Unsafe GE papaya seedlings distributed by Hong Kong Government

Greenpeace calls for strict GE food labelling now

Press release - 2006-03-13
Greenpeace food safety patrols today helped an organic farmer remove all genetically engineered (GE) papayas growing in his field and prevented further GE contamination by these plants. The seedlings of this GE papaya were distributed by the Hong Kong Government last year. Some of the unsafe fruits have already been sold in the market. Because of food safety reasons, this species was not approved anywhere of the world.

Greenpeace food safety patrol activists help an organic farmer to remove all GE papaya trees and other contaminated papayas from his organic farm.

Greenpeace food safety patrol activists help an organic farmer to remove all GE papaya trees and other contaminated papayas from his organic farm.

Greenpeace food safety patrol activists help an organic farmer to remove all GE papaya trees and other contaminated papayas from his organic farm.

Greenpeace food safety patrol activists help an organic farmer to remove all GE papaya trees and other contaminated papayas from his organic farm.

Greenpeace urged the Health, Welfare and Food Bureau of Hong Kong to implement the Biosafety Protocol now and stop these unsafe GMOs from threatening human health.

Knowing recently that the Hong Kong Government distributed GE papaya seedlings to local farmers, including organic farmers, Greenpeace food safety patrols immediately visited the related fields and collected fruit and leaf samples for laboratory testing.  Results showed that GE ingredients were found.  The origin, detailed DNA sequence and the characteristics of the engineered gene are still unknown.

This unknown GE papaya is not approved for commercialisation anywhere of the world and did not pass any long-term safety assessments.  There are potential health risks by human consumption.

Last year local farmers received the papaya seedlings from the Hong Kong Government and started planting in their farms.  Some papaya fruits were harvested and sold in the market.  In December 2005 and early 2006, some farmers received a letter from the Government notifying them that the papayas they were planting were "very probably GE".  Investigations by Greenpeace showed that there are at least 100 suspected GE papaya trees located in Kam Tin and Fanling, not counting those already removed.

"The Health, Welfare and Food Bureau ignored the potential danger of GE to food safety and spread unsafe GE food to the farms and even the food chain.  The Secretary Dr. York Chow Yat-ngok puts Hong Kong citizens' health at risk!" said Fung Ka-keung, food and agriculture campaigner of Greenpeace China.

"The food safety system in Hong Kong would not be such a mess if the Government had implemented strict control and labelling system on GE food," added Fung.

Greenpeace demands that the Government investigates the situation, helps farmers destroy the unknown GE papayas and prevent further GE contamination.
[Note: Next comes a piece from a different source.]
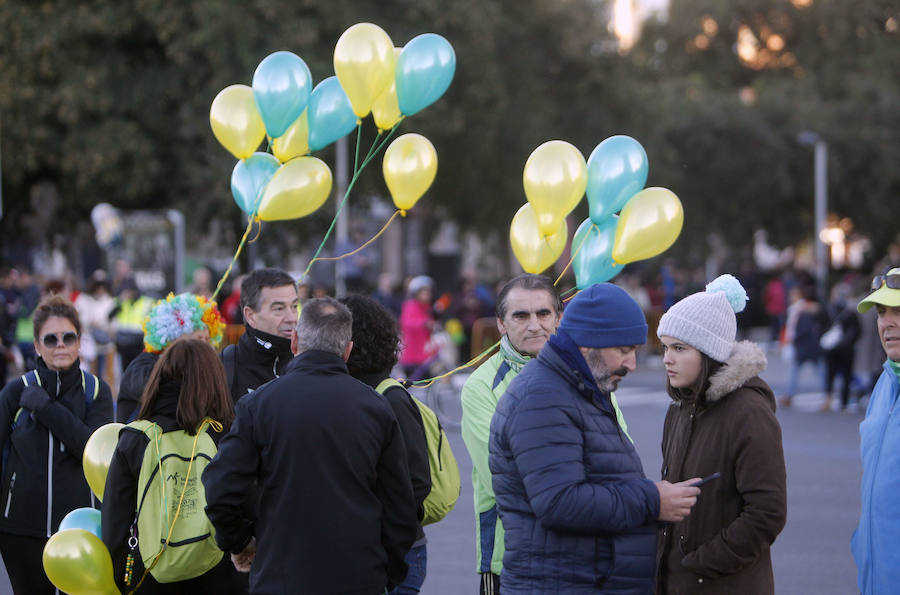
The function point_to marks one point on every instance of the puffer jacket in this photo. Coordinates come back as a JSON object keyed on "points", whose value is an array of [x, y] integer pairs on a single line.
{"points": [[579, 514], [723, 545], [35, 501]]}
In 1999, Greenpeace started campaigning for strict GE food regulations and mandatory labelling in Hong Kong.  The Health, Welfare and Food Bureau is however dragging its feet and rejected Hong Kong citizens' demands for a mandatory labelling system[1]. "The Government ignores the risks of GE and therefore fails to provide necessary guidelines and resources for the frontline officials and farmers to prevent GE contamination.  The Bureau should bear the biggest responsibility for this incident" stated Fung.
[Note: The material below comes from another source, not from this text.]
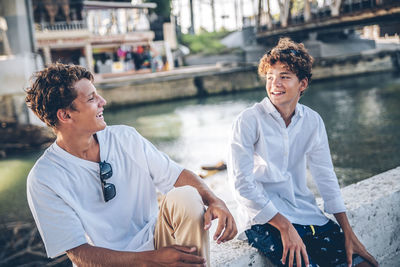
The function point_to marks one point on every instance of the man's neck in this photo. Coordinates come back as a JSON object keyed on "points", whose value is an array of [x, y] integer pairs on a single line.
{"points": [[84, 147], [287, 114]]}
The victims caused by the Government's ignorance of GE food issue are not limited to consumers, but also the organic farmers who intend to produce healthy and unpolluted food.  "The appearance of GE crops is similar to traditional ones but the GE crops can bring unknown risks to the farms and the environment.  The Government should take precautionary procedures now to ensure that the organic farmers can get clean and non-GE seedlings."

The Biosafety Protocol is an international treaty that uses precautionary principle to tackle the potential risks caused by GE.  In 2003, the Hong Kong Government announced that the Government would extend the application of Biosafety Protocol to Hong Kong.  The Health, Welfare and Food Bureau's failure of preventing GE papaya from contaminating the environment and food chain shows a serious violation of the Protocol.
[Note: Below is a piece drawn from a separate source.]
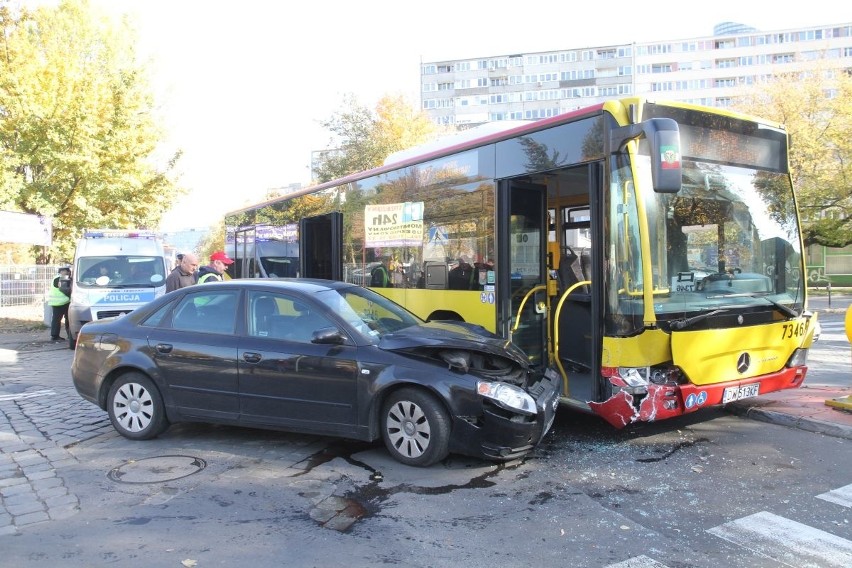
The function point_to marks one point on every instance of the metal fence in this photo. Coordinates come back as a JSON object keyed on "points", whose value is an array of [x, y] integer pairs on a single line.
{"points": [[25, 285]]}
It was noted that the implementation of Biosafety Protocol and the legislation is currently handled by the Environment, Transport and Works Bureau, led by Dr. Sarah Liao. Dr. York Chow's Health, Welfare and Food Bureau, however, does not involve in the process at all.  The legislation proposal is also being criticized for being too loose and not covering food safety issues.

"Dr. Chow should stop the bureaucratic culture now and involve in the legislation process of Biosafety Protocol now.  We need mandatory GE food labelling now," said Fung.

Notes:

[1] Surveys conducted by the Hong Kong Institute of Asia-Pacific Studies of CUHK and commissioned by Greenpeace in 1999, 2002 and 2004 show that 90% of respondents demand for a GE food labelling system. In 2000 and 2003, the Legislative Council passed two motions by the majority vote to demand for a mandatory GE food labelling system. The Hong Kong Government rejected the demands.